Inigo Quilez

Intro

In 2002 I made some experiments on image compression with wavelets. In 2007 I decided to revisit the topic and I spend few days playing around and trying to see if I could do something useful with it. In the end I had a little demo called Inslexia, which made 4th (last!) position in The Ultimate Meeting demoparty in Germany.

As with many other compression techniques based in signal processing, wavelets exploit the fact that most signals to humans are mostly smooth. That means that usually a sample value (say, a pixel's color) is similar to the neightbouring samples (say, the color of the pixles around). However, most Fourier based compression techniques like mp3 for sound or JPG for images, and even lossless techniques like PNG, exploit this smoothness only at a very simple level. Indeed, all these techniques divide the signal (sound or image) into tiles of samples or pixels (for example, in groups of 8x8 pixels) and exploit smoothness inside that region only, not making use of the fact that perhaps samples/pixels are similar across those boundaries and at a much bigger scale (think of an almost completely blue sky).
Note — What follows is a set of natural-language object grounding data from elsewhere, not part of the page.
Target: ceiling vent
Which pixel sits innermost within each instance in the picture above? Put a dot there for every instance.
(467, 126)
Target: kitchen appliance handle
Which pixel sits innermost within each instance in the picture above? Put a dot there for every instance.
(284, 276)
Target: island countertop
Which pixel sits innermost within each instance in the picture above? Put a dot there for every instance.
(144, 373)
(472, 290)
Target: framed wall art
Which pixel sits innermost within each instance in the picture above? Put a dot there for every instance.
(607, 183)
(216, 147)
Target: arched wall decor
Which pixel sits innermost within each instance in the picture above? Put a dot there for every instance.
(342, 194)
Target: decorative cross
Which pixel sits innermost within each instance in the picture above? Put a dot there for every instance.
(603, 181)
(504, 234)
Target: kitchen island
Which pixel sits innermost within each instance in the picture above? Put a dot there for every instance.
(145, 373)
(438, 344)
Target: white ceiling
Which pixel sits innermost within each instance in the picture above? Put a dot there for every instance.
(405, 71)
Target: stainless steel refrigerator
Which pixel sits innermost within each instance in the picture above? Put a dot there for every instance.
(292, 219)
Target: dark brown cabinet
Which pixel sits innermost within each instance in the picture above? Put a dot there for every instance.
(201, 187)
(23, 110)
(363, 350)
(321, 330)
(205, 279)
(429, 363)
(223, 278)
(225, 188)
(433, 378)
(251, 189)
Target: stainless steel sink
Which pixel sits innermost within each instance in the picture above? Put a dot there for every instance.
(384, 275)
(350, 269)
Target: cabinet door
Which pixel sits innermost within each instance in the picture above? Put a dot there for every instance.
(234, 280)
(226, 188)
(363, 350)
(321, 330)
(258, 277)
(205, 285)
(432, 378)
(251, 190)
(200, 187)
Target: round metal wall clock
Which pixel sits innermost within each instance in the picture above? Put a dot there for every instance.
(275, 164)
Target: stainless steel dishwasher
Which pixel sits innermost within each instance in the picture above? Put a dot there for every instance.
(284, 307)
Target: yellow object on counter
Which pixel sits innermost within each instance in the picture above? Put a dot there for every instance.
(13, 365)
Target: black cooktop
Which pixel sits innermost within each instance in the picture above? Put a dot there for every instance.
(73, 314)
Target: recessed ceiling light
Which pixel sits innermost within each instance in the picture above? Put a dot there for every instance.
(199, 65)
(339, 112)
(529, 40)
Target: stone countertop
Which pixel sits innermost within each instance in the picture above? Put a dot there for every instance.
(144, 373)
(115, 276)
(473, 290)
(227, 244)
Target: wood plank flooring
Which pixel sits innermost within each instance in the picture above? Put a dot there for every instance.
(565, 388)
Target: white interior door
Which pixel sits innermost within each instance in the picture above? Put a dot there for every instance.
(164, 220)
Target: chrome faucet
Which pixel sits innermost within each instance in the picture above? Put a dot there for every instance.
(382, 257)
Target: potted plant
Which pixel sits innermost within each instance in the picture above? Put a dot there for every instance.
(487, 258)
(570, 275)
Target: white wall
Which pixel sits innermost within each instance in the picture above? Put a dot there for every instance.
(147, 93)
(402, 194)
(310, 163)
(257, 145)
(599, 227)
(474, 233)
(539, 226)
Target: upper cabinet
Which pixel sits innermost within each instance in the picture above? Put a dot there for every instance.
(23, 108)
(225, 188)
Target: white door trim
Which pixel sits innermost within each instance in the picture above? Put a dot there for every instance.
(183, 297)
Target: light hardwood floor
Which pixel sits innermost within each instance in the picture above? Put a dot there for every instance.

Wavelet compression allows us to exploit smoothness at watever level it happens, be it tiny groups of 2x2 samples, be it all the pixels of a flat image at once. Therefore, the compression ratio is further improved compared to block based methods. This means that for cases where one wants extreme compression, wavelets really can shine over traditional techniques.

The fact that one needs extreme compression rations today in the 21st century is quite questionable, and that's perhaps the reason JPG2000 has not succeeded yet on becoming popular and will never do (ten years on the road, and nobody knows it exists). However, luckily for me the demoscene has little to do with real-world usefulness, so playing with wavelets for compression was still a usefull thing. This article is about my little quick experiment, and about few tip and tricks, some of the practical results and some sketches of the code involved in Inslexia.

The Idea

The idea is to start first with a gray scale image, and do like you would proceed for a PNG image compressor: pick your buffer and group the pixels in tiles of 2x2. Now, if you only store the average color of the four pixels of each tile you are already compressing by 1:4. Good. Of course the image resolution has decreased. Let's fix it by storing the real value of the 4 pixels in a compact manner. Because these pixels are physically near to each other, we can pretty safely assume their colors will be similar to that average color that we already encoded. So, instead of storing these pixels as full gray scale values, let's store only the amount by which they are different to the average color. In fact, we only need to store three of them, cause the forth one can be deduced from the other three given the fact that we know they average. So, let's store these three values (which can be positive or negative, but probably small anyway) into a separate array, such that we have the array of corner pixels for all the image, and the three arrays of differences for the other pixels. These three arrays will compress very well cause they have small values, something that will be more true the bigger the image resolution is.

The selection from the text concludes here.